0

The decision tree we are using in our current project uses Conditional Inference (C Tree) algorithm. I can extract the split variables for binary c-trees using the code below :

    #develop ctree decision tree
    prod_discount_data_ctree <- ctree(Discount~Prod, data=prod_discount_data, controls = ctree_control(minsplit=30))
    plot(prod_discount_data_ctree)

    #extract the left and right terminal node split rule
    lvls <- levels(prod_discount_data_ctree@tree$psplit$splitpoint)

    #left leaf node split variable
    left.df = lvls[prod_discount_data_ctree@tree$psplit$splitpoint == 1]

    #right leaf node split variable
    right.df = lvls[prod_discount_data_ctree@tree$psplit$splitpoint == 0]

This works fine if the tree has only one node (depth = 1) which splits into 2 leaf nodes. But if the tree has one node (node 1) that splits into multiple nodes (node 2,5) which further split into leaf nodes (node 2{3,4} node 5{6,7}), how should I traverse deeper and get the leaf node split variable? Based on the example I would want split variables for node 3,4,6,7 in the form of 4 lists.

sourav de
  • 5
  • 3
  • Which package? partykit, party? – bergant Apr 08 '15 at 21:38
  • I'm using party package. – sourav de Apr 08 '15 at 21:42
  • Maybe there is something in http://stackoverflow.com/questions/17713275/extracting-predictors-from-ctree-object – bergant Apr 08 '15 at 21:54
  • I would recommend to use the new implementation in the `partykit` package. This has a function `nodeapply()` that does the tree traversal for you and you can easily extract the splitting variables and their split points etc. See http://stackoverflow.com/questions/28456814/ for a worked example and the package's vignettes for technical details. – Achim Zeileis Apr 09 '15 at 08:31

1 Answers1

0

I tried all possible options and finally found a way to traverse inside a C-tree, and get the split variables for each leaf node.
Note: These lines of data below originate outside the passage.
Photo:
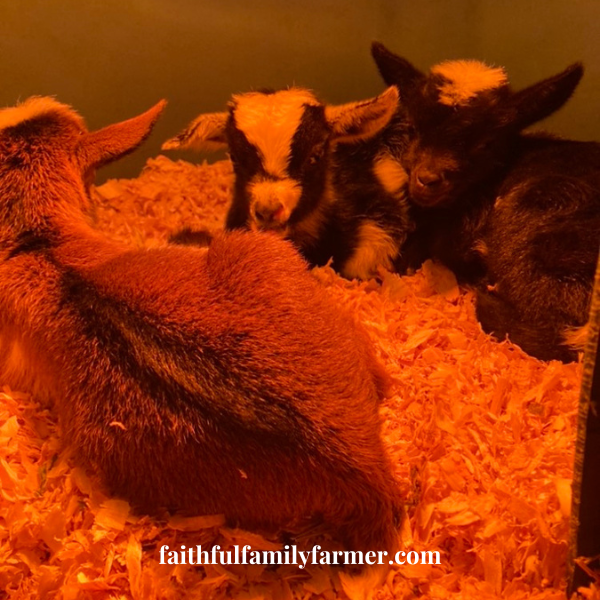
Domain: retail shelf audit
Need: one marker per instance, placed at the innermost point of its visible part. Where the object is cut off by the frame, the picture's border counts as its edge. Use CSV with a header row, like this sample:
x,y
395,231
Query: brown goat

Pasting the code snippet if anyone wants to refer in future.

    if (nrow(SubBrandright_total) > 200) {

      sec_discount_data <- subset(SubBrandright_total, select=c(Discount,Sector))
      sec_discount_data_ctree <- ctree(Discount~Sector, data=sec_discount_data, controls = ctree_control(minsplit=30))

      sec_lvls_r <- levels(sec_discount_data_ctree@tree$psplit$splitpoint)
      #Testing if the node is terminal [TRUE] or not [FALSE]
      #print(sec_discount_data_ctree@tree$terminal)
      #print(sec_discount_data_ctree@tree$left$terminal)
      #print(sec_discount_data_ctree@tree$left$left$terminal)
      #print(sec_discount_data_ctree@tree$left$right$terminal)

      sec_left_left.df = sec_lvls_r[sec_discount_data_ctree@tree$left$psplit$splitpoint == 1]
      sec_left.df = sec_lvls_r[sec_discount_data_ctree@tree$psplit$splitpoint == 1]

      #Using setdiff to get right leaf node from Node minus left leaf node
      sec_left_right.df = setdiff(sec_left.df,sec_left_left.df)

      print("Sector Segmentation")
      print(sec_left_left.df)
      print(sec_left_right.df)

      sec_right.df = sec_lvls_r[sec_discount_data_ctree@tree$psplit$splitpoint == 0]
      sec_right_right.df = sec_lvls_r[sec_discount_data_ctree@tree$right$psplit$splitpoint == 0]

      #Using setdiff to get left leaf node from Node minus right leaf node
      sec_right_left.df = setdiff(sec_right.df,sec_right_right.df)
      print(sec_right_left.df)
      print(sec_right_right.df)

}
sourav de
  • 5
  • 3